Part 1: Auto-Exposure (Luminance Calculation)

Concept

Replace the rasterization pass (Fragment Shader on a 64x64 quad) with a Compute Shader processing the scene texture.

Critical Points (Lessons Learned)

To maintain ISO parity with master, the Compute Shader must strictly replicate the physical logic:

  • 4x4 Sampling: Do not settle for a single texture() at the center. Average a pixel block (box filter) to capture light peaks.

  • Exclusion Threshold (0.05): Ignore pixels with luminance below 0.05. Without this, black sky or deep shadows pull the average down, causing massive overexposure.

  • Sentinel Value (-100.0): If a block is entirely black, it must be marked for the adaptation step to ignore it.

Implementation Steps

  1. Shader: Create shaders/lum_downsample.comp with a 4x4 sampling loop.

  2. Texture: Switch downsample_tex to R32F format for image storage (image2D).

  3. C Code: Remove downsample_fbo. Replace glDrawArrays with glDispatchCompute(8, 8, 1).

  4. Barrier: Add glMemoryBarrier(GL_SHADER_IMAGE_ACCESS_BARRIER_BIT) before the adaptation step.


Part 2: Bloom (Single-Pass Downsampling)

Concept

Replace the 5–6 successive downsampling passes with a single Compute Shader dispatch (similar to AMD's Single Pass Downsampler).

Technical Details

  • Mip Hierarchy: Use glBindImageTexture to bind multiple mipmap levels (1 to 4) simultaneously.

  • Parallelism: Each work group (8x8) processes a region and writes to the corresponding mips.

  • Format: Use R11F_G11F_B10F for compact, performant HDR storage.

Implementation Steps

  1. Shader: Create shaders/bloom_downsample.comp.

  2. C Code: Modify fx_bloom_init to configure mip textures with image access.

  3. Render: Replace the fragment render loop with a single dispatch.

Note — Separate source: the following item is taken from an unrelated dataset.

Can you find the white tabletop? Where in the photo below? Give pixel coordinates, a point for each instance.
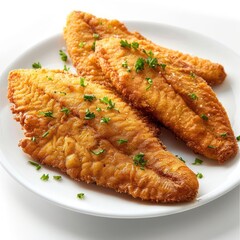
(27, 216)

Keep Raster mode for Upsampling (which benefits from hardware blending GL_ONE, GL_ONE).


Part 3: Resource Management & RAII

Concept

Ensure reliable resource deletion during engine restarts or resolution changes.

Recommendations

  • SHADER_SAFE_DESTROY Macro: Always use a macro that checks for null before calling shader_destroy.

  • FBO Cleanup: Ensure that textures attached to FBOs are freed after the FBOs to avoid dangling pointers in the driver.


Part 4: Validation and Metrics

Test Methodology

  1. Visual Parity: Use tests/test_visual_fx.c to compare Raster and Compute output pixel-by-pixel. Any mean luminance difference > 1% must be treated as a bug.

  2. Benchmarking: Use apitrace to verify the elimination of "bubbles" in the pipeline (zones where the GPU waits for the CPU).

  3. Watchdog: For tests under Wine, implement an exit timeout if the application ignores the Escape signal due to X11 desynchronization.


Analysis performed on March 13, 2026.